Often customers will receive an email from Telstra, Microsoft, the ATO, Netflix, Facebook or any number of popular, well-patroned, or necessary services. These emails will often tell the user that their account has been used for suspicious activity (hide in plain site) or that their service will be shutdown in 7 days, or some other equally fear or urgency inducing lie. These emails will then give the user a simple easy way to fix this problem by providing a login link and to just 'verify your account'. A particularly nasty Facebook phishing attempt can occur when someone's account gets hacked and their contacts get sent a link to a 'facebook post' regarding something either amazing or tragic with a message of "thank go you weren't there at the time!" or some other REALLY intriguing and vague message. I received one of these myself about a shooting in North Beach while I was IN North Beach, waiting for a customer, killing time on my phone. Almost got me - I twigged when I saw what came next (below). What they'll do is to direct you to a bogus site with a legitimate-looking login in prompt. At this point, you're usually still OK, but if you put your details in, they'll be harvested.
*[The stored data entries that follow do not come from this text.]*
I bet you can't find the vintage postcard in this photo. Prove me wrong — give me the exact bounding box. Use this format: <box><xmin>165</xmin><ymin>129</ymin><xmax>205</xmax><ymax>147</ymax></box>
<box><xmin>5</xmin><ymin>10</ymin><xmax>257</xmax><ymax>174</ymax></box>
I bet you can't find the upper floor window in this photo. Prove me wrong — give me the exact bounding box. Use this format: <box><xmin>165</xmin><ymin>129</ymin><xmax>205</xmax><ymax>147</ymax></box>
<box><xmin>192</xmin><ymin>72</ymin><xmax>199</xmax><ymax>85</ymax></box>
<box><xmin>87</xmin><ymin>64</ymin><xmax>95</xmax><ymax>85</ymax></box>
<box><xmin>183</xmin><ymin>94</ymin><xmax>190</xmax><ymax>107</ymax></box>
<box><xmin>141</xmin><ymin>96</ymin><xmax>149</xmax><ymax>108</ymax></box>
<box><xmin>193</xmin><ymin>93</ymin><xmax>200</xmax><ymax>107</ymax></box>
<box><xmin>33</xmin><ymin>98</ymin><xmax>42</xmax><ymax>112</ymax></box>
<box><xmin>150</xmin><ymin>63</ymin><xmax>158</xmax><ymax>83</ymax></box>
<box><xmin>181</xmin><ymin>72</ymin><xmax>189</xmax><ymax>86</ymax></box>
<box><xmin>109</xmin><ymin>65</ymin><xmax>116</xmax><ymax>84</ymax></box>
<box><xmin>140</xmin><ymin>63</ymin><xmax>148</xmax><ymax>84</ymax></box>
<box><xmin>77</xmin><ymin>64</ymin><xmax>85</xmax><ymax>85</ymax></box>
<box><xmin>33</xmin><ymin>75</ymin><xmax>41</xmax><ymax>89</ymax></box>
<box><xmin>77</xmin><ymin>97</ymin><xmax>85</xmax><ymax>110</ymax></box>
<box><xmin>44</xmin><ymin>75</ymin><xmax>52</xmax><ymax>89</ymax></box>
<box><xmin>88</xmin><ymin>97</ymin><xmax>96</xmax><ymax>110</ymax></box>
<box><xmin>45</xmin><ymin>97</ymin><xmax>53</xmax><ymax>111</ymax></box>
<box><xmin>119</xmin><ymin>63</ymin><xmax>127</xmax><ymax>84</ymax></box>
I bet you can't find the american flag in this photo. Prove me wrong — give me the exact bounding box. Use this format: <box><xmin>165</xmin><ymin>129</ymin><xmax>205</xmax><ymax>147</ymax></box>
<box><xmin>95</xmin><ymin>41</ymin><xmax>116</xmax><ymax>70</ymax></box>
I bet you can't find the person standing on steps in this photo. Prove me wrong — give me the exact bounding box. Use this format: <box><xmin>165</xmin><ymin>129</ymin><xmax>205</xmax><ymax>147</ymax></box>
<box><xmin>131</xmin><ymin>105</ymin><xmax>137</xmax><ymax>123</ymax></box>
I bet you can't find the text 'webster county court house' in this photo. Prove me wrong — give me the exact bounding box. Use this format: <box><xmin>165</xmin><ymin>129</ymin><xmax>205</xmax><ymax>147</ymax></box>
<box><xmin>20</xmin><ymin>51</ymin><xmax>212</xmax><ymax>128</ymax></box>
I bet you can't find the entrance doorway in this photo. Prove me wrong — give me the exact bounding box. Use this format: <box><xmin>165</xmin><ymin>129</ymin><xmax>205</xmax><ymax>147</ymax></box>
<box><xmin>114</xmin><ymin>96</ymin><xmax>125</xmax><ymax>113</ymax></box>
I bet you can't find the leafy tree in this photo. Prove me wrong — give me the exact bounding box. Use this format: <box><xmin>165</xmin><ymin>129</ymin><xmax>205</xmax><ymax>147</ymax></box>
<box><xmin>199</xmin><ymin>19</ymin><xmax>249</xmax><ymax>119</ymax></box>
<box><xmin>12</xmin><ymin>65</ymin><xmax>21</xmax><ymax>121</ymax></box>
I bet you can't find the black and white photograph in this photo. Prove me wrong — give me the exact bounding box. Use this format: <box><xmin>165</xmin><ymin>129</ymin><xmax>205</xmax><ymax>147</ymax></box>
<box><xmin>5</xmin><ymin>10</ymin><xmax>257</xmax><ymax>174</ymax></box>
This site or service is now compromised and gives them access to any information available to that service - contacts? address? mobile phone? date of birth? etc.
An additional issue here is that a LOT of people use the same password for multiple services, and usually the email address is still used as the username, so basically, any other service you've used that password for is now potentially compromised if the hacker should go hunting...
The solution to this is:
· Have a different password for EVERYTHING and we all know THAT is a pain.
· Have a different password for everything and use a password manager to manage it all - and that can be a pain depending on how strict your manager is.
· Don't. get. phished... not really practical. There's some REALLY smart and very convincing phishing attempts out there.
· Take the middle ground - have a half-dozen different passwords, maybe different passwords for important things and reuse some lesser passwords for less important things and choose less possible pain, but from multiple possible sources
Online services are a convenience and this is the price we pay for such convenience.